Par solidarité, et sans doute par un intérêt déguisé dont on perçoit bien les contours, Expédia vient à son tour de retirer de son site les tarifs d'American Airlines, se refusant ainsi à vendre des billets du transporteur. On pourrait penser qu'il ne s'agit là que d'une guéguerre aux contours encore flous mais où chacun veut se positionner pour les prochaines années. Il n'en est rien. La stratégie d'American Airlines est claire : mettre en avant, grâce à des outils technologiques développés, une vente directe de billets "point à point" auprès de clients finaux qui représentent pour la compagnie 71 % de ses émissions quotidiennes. Il est clair qu'American Airlines ne veut pas se sentir prisonnière des GDS et de ses utilisateurs. D'autant que l'enjeu est de taille et qu'à terme, la vente directe pourrait permettre une économie de 23 % des frais généraux de la compagnie.

La bataille, qui ne fait que commencer et devrait connaître quelques soubresauts intéressants, n'oppose pas seulement deux théories. Elle met dos à dos deux concepts et deux modèle économiques. Pour le transporteur aérien, l'avenir passera par un accès direct à ses stocks et une vente instantanée. L'usage de mobiles devrait se renforcer tout comme l'impression à domicile de la carte d'embarquement. En gérant au plus près les réservations, American Airlines limite le nombre d'intermédiaires et peut ainsi augmenter mécaniquement sa marge tout en maîtrisant au mieux le yield management.
Expédia, uniquement distributeur aujourd'hui, veut au contraire gérer seul sa relation partenaire et ne pas avoir à passer par les fourches caudines d'un fournisseur qui déciderait du tarif à pratiquer en ne laissant que très peu de marge de manœuvre au vendeur. La première agence en ligne au monde entend bien garder son indépendance et le fait savoir.

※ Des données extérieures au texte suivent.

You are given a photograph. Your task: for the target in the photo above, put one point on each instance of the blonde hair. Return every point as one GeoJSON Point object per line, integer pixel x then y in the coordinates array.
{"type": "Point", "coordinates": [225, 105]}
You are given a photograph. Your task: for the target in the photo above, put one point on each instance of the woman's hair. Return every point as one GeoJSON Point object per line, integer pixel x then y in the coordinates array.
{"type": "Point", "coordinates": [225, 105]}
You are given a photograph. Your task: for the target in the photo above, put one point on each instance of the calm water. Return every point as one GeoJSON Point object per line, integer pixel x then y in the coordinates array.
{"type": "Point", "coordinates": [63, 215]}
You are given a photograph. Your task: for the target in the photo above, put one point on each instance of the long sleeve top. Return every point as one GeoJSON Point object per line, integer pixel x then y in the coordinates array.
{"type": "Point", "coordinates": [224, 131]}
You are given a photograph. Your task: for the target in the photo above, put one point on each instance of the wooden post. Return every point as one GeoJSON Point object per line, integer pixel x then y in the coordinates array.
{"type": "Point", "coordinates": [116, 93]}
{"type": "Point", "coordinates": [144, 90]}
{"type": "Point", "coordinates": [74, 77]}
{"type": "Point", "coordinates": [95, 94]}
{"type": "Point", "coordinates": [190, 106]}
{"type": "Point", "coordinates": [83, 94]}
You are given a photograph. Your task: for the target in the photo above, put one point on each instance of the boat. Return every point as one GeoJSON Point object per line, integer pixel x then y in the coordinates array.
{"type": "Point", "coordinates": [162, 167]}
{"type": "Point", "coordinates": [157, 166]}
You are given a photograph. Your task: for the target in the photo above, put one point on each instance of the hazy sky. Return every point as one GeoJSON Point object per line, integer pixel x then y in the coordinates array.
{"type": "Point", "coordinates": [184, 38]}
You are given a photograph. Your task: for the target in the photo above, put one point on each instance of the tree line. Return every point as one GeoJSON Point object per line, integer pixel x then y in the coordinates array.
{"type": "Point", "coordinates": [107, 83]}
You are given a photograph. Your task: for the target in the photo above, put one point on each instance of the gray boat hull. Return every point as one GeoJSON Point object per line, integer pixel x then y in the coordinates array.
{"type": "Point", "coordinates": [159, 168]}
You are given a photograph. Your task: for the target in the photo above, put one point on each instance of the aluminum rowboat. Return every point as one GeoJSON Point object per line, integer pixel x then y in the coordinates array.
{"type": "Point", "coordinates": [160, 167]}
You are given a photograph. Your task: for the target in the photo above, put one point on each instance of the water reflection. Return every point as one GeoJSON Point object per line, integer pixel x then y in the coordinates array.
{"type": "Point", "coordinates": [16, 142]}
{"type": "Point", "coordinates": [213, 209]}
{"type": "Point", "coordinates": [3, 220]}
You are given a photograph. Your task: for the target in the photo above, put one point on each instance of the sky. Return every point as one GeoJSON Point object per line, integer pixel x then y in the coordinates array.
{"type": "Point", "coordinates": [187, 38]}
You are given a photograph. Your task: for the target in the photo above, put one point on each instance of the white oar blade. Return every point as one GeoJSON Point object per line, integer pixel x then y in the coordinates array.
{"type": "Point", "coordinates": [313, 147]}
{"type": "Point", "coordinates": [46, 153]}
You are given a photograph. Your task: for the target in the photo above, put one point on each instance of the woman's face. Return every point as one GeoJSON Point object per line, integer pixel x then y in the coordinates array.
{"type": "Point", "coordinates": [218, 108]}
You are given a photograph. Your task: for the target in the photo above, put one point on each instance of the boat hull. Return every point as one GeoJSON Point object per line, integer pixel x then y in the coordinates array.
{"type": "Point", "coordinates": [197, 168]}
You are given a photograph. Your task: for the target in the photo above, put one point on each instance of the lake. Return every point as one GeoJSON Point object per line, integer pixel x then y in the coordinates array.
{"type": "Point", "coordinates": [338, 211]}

Tout cela pourrait n'être qu'une simple affaire de pratiques concurrentielles. Là encore, on se tromperait en n'allant pas regarder plus loin le pourquoi et le comment des choses. La compagnie américaine, associée depuis peu à Iberia et British Airways, jette ainsi les premières bases de la vente directe maîtrisée par le fournisseur de bout en bout. Certes, c'est une petite révolution qui dans un premier temps ne concerne que les acheteurs sur Internet. Oui mais voilà, ils seront 63 % cette année à passer par un ordinateur pour réserver un billet d'avion. Le chiffre est énorme. L'enjeu est de taille. Car si American Airlines réussi son coup de force, pas une seule compagnie n'ira chercher dans la distribution un quelconque salut économique. Cela voudrait dire que la bataille tarifaire se fera exclusivement au sein des producteurs et non plus via les distributeurs. Cela n'a l'air de rien, mais c'est toute une approche économique de l'aérien qui pourrait ainsi basculer.